En las primeras visitas, Rafaela se acomodó al protocolo establecido, pero uno de los días, a la salida, dijo a sus compañeras:
—Vamos demasiado bien vestidas.
«¿Qué quieres decir? —se extrañaron—, vamos vestidas normal». A lo que Rafaela les replicó que ellas consideraban normal ir engalanadas como damas de la alta sociedad que eran, pero que ese empingorotamiento las distanciaba de las enfermas, que apenas disponían de cuatro trapos para vestirse.
—Creo que hasta las ofendemos.
Esto no lo entendían sus compañeras. ¿Cómo se iban a sentir ofendidas si precisamente venían a ayudarlas?

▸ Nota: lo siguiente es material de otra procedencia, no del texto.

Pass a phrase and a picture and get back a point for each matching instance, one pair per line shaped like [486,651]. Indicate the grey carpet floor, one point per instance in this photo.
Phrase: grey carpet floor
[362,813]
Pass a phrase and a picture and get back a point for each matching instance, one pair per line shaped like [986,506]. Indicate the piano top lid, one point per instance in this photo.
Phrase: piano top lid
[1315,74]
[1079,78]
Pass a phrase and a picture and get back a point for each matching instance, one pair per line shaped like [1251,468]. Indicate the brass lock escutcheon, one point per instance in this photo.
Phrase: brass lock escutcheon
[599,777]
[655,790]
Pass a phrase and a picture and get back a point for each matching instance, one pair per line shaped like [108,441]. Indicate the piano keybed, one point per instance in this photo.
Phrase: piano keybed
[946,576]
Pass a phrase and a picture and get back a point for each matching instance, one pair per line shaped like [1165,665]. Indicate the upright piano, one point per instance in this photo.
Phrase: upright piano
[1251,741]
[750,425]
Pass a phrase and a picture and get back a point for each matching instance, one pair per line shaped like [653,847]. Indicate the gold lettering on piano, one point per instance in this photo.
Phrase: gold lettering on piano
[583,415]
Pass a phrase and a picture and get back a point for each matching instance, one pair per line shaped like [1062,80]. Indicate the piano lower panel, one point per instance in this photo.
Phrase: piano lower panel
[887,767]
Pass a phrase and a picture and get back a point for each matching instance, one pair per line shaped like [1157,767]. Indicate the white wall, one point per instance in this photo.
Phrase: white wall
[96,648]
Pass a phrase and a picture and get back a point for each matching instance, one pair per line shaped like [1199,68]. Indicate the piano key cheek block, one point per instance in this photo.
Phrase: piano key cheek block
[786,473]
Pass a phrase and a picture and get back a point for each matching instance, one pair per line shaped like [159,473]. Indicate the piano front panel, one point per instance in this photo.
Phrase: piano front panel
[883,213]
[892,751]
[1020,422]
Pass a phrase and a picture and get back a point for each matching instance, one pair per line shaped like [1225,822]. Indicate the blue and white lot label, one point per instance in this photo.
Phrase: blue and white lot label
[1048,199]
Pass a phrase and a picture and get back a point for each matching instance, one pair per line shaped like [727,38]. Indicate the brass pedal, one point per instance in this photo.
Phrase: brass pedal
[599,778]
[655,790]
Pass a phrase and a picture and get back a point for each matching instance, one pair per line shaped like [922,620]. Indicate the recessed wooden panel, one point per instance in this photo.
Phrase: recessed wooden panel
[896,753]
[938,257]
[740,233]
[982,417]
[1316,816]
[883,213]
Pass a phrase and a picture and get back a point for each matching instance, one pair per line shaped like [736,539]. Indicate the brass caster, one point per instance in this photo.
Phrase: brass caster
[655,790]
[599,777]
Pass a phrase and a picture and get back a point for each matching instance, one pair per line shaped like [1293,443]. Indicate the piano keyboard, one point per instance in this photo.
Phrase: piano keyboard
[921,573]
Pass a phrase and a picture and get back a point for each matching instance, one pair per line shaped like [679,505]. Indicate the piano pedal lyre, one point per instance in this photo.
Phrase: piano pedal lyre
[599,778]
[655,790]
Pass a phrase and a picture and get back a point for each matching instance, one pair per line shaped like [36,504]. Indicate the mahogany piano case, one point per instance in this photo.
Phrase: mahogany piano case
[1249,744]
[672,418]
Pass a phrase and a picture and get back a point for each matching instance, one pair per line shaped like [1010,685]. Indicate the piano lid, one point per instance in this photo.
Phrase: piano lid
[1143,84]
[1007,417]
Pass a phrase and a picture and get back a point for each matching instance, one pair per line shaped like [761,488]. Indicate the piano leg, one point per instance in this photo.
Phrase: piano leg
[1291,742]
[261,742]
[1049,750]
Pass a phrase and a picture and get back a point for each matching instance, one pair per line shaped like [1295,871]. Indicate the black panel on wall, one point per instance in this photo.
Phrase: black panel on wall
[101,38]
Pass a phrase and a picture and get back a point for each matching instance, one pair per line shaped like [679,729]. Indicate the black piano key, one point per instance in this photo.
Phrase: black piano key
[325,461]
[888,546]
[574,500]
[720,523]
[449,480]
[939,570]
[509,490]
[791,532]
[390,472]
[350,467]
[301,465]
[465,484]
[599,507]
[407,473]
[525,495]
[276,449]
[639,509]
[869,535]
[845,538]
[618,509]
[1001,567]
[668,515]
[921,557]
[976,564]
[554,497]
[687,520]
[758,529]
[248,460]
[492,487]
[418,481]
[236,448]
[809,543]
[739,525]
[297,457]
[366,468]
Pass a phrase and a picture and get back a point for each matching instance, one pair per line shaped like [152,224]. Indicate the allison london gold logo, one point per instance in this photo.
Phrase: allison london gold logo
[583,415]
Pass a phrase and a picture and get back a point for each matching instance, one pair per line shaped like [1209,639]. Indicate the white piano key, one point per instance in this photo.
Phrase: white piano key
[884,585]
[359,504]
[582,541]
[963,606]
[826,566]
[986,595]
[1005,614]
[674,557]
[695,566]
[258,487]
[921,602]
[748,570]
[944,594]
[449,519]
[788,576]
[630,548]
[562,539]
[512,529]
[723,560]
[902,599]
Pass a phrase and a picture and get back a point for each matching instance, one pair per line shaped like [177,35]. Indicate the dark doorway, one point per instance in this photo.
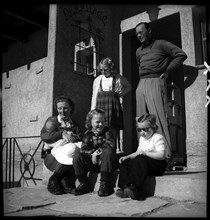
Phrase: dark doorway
[167,28]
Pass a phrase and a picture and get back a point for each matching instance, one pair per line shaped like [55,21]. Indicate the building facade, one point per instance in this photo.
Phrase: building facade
[77,37]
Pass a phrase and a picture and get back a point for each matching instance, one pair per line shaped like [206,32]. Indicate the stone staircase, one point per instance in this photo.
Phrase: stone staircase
[180,185]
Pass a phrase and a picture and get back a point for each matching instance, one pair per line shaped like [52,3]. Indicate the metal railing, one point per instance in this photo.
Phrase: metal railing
[27,163]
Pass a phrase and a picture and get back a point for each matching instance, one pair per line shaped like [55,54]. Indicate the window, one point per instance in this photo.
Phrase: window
[85,57]
[87,48]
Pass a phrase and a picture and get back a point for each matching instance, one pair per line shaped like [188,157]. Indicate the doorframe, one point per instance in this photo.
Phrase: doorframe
[130,23]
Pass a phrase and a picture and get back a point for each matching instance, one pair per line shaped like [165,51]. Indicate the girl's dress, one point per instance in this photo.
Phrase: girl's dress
[109,101]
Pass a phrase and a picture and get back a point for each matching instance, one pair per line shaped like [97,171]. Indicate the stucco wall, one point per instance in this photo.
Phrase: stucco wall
[25,99]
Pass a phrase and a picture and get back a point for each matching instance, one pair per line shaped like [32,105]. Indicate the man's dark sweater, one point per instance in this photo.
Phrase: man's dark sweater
[157,57]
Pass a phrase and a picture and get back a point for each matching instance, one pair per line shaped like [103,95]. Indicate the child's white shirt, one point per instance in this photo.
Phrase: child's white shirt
[107,83]
[155,143]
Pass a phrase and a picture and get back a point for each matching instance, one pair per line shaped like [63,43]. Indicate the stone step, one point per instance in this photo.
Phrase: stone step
[179,185]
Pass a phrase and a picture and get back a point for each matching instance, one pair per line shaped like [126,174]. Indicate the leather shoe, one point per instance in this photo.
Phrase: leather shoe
[68,185]
[104,189]
[55,188]
[83,188]
[132,192]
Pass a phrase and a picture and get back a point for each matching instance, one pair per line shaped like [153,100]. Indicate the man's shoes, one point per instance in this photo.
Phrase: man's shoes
[120,193]
[68,185]
[55,188]
[132,192]
[105,190]
[83,188]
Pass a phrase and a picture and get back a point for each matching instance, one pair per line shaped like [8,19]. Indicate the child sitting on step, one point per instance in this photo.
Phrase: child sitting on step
[97,154]
[149,159]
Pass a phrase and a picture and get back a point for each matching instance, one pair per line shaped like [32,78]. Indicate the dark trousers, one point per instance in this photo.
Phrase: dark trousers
[83,164]
[136,170]
[60,170]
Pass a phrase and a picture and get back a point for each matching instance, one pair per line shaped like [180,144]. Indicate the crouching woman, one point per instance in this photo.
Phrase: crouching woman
[61,136]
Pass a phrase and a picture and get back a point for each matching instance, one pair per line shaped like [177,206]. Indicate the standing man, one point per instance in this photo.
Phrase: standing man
[155,59]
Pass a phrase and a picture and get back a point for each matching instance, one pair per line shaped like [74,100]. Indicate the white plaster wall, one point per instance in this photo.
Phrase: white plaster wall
[26,99]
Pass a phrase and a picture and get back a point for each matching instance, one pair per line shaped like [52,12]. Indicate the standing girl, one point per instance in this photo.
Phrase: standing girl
[107,90]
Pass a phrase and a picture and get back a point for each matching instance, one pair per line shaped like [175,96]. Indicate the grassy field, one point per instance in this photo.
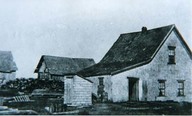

Rafaela no discutió, pero al viernes siguiente fue vestida con una mantilla muy sencilla, un poco vieja, e hizo algo insólito: pidió permiso a una de las enfermas para sentarse en el borde de su cama a fin de poder hablar más tranquilamente. Y cuando llegó la hora de abandonar el pabellón, le rogó a la hermana quedarse un rato más; esta al principio se resistía a esa concesión, pero Rafaela desarrolló todos sus encantos, y la monja acabó cediendo. El principal encanto de Rafaela consistía en que no era consciente del efecto que causaba en las personas su manera de sonreír, no solo con los labios, sino también con los ojos, con las mejillas, acompañado con un mohín muy gracioso de la nariz, que le hacía decir a José Vilallonga que tenía la impresión de haberse casado con una bruja. Hasta cuando se enfadaba, lo que rara vez ocurría, lo hacía sin perder la sonrisa.